Note that in the study above, we generated the latent variables ηi’s from the gamma distribution and a question of practical interest is the performance of the proposed method in the case of misspecified distributions for the latent variables. To investigate this, we repeated the simulation study above in which we generated the ηi’s from the log-normal distribution with the location parameter μ = −0.168 and the scale parameter σ2 = 0.336 but pretended they were from the gamma distribution. Table 2 gives the results obtained on estimation of the regression parameters α and β and they seem to yield similar conclusions as those given in Table 1. In other words, this suggests that the proposed estimation procedure seems to be robust to the misspecification of the distribution of the latent variables.

Table 2.

Estimation of regression parameters α and β with misspecified frailty distribution

(α0, β0) Parameters Bias SSE BSE CP
(0, 0) α −0.0059 0.2002 0.2104 94.8
β −0.0020 0.1125 0.1162 94.4
(0, 0.5) α 0.0360 0.2324 0.2208 94.3
β −0.0022 0.1207 0.1133 93.3
(0, −0.5) α −0.0154 0.2104 0.2174 95.5
β 0.0009 0.1143 0.1137 94.6
(0.5, 0) α −0.0050 0.2096 0.2065 94.4
β 0.0001 0.1147 0.1076 93.2
(0.5, 0.5) α 0.0052 0.2318 0.2368 94.3
β 0.0031 0.1186 0.1186 94.3
(0.5, −0.5) α 0.0198 0.2282 0.2225 94.8
β −0.0163 0.1251 0.1214 95.0
(−0.5, 0) α −0.0054 0.2282 0.2403 95.7
β −0.0018 0.1249 0.1277 94.6
(−0.5, 0.5) α 0.0198 0.2282 0.2225 94.8
β −0.0163 0.1252 0.1264 95.1
(−0.5, −0.5) α −0.0168 0.2145 0.2078 93.8
β −0.0024 0.1221 0.1217 94.4

In the next scenario, we repeated the study that gave the results in Table 2 but generated the panel count data Ni(sij)’s from the mixed-Poisson processes. Specifically, we first generated a random sample {ν1, ν2, … , νn} from {−0.25, 0, 0.25} with P(νi = −0.25) = P(νi = 0.25) = 1/4 and P(νi = 0) 1/2. For each i, given νi, ηi and Zi, the {Ni(sij)}j=1mi were then generated from the Poisson process with the mean function ηi (1 − νi) Λ2(t) exp(βZi).

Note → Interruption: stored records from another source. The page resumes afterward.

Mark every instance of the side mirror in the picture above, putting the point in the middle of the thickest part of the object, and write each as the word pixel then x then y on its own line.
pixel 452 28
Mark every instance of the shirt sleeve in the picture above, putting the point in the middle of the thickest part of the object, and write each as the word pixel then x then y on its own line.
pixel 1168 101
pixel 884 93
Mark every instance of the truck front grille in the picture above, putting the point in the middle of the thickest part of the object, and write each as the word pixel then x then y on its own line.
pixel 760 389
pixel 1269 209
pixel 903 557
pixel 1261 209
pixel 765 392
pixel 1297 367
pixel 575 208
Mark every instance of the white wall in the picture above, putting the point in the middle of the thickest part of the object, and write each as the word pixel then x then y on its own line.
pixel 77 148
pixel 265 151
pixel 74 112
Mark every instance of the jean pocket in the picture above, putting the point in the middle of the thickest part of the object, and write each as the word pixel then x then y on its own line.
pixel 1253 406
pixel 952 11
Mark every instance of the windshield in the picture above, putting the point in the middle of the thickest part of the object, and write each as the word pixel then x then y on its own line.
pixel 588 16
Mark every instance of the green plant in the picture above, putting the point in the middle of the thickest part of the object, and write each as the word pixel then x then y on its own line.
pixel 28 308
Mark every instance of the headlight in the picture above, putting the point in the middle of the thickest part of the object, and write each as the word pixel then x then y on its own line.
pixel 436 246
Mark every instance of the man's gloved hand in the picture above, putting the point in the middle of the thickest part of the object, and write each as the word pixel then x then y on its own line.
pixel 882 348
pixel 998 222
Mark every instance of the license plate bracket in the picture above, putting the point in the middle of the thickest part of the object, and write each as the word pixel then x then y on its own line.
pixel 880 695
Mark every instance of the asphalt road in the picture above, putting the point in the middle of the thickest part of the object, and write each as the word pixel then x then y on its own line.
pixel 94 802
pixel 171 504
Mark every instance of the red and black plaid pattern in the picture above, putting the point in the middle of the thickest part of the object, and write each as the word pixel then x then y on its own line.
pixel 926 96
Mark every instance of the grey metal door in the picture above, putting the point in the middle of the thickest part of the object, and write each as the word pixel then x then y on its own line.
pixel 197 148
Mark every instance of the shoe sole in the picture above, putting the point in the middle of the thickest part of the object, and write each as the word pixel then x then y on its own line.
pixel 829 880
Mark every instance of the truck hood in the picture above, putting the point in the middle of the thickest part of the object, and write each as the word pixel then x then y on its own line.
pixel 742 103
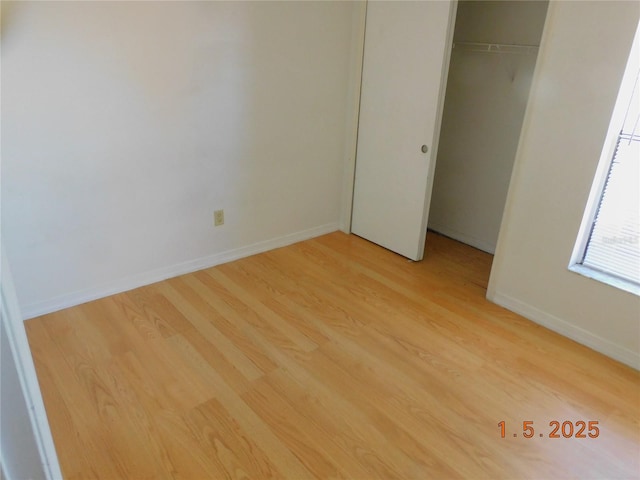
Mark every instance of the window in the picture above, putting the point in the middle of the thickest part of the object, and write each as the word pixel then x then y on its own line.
pixel 608 247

The results obtained on estimation of the regression parameters are presented in Table 3 and indicate that the proposed estimation procedure seems to work well for the situations considered. In other words, the estimation procedure appears to be robust against the Poisson assumption.

Table 3.

Estimation of regression parameters α and β with misspecified frailty distribution and based on the data from mixed Poisson processes

(α0, β0) Parameters Bias SSE BSE CP
(0, 0) α −0.0001 0.2167 0.2105 94.3
β 0.0014 0.1209 0.1154 94.2
(0, 0.5) α −0.0181 0.2099 0.2082 94.8
β −0.0030 0.1208 0.1293 95.2
(0, −0.5) α 0.0074 0.2146 0.2219 95.2
β 0.0043 0.1260 0.1239 95.2
(0.5, 0) α 0.0474 0.2290 0.2230 93.8
β 0.0087 0.1222 0.1156 92.8
(0.5, 0.5) α 0.0214 0.2094 0.2284 95.6
β −0.0054 0.1205 0.1146 93.9
(0.5, −0.5) α 0.0341 0.2285 0.2255 94.8
β 0.0026 0.1381 0.1435 95.1
(−0.5, 0) α −0.0400 0.2067 0.2093 94.6
β 0.0038 0.1220 0.1195 94.4
(−0.5, 0.5) α −0.0106 0.2075 0.2184 95.6
β −0.0004 0.1227 0.1204 94.3
(−0.5, −0.5) α −0.0232 0.2263 0.2172 93.4
β −0.0061 0.1216 0.1283 95.2

5. An application

In this section, we apply the estimation procedure proposed in the previous sections to a set of real data arising from a skin cancer chemoprevention trial conducted by the University of Wisconsin Comprehensive Cancer Center in Madison, Wisconsin (Sun and Zhao 2013). It is a five-year double-blinded and placebo-controlled randomized Phase III clinical trial. The primary objective of this trial is to evaluate the effectiveness of 0.5g/m2/day PO difluoromethylornithine (DFMO) in reducing new skin cancers in a population of the patients with a history of non-melanoma skin cancers: basal cell carcinoma and squamous cell carcinoma. During the study, the patients were scheduled to be assessed or observed every 6 months for the development of new skin cancers. As expected, the real observation times differ from patient to patient and so as the follow-up times. The study consists of 291 patients randomized to either the placebo group (147) or the DFMO group (144), and the data include the numbers of occurrences of both basal cell carcinoma and squamous cell carcinoma between observation times. On the time to the first recurrence of the squamous cell carcinoma and the overall recurrence process of the basal cell carcinoma, only interval-censored data and panel count data are available, respectively. Note that both variables are important for characterizing the carcinoma recurrence process, and thus for assessing the treatment effect on the carcinoma recurrence process, one may want to consider both together.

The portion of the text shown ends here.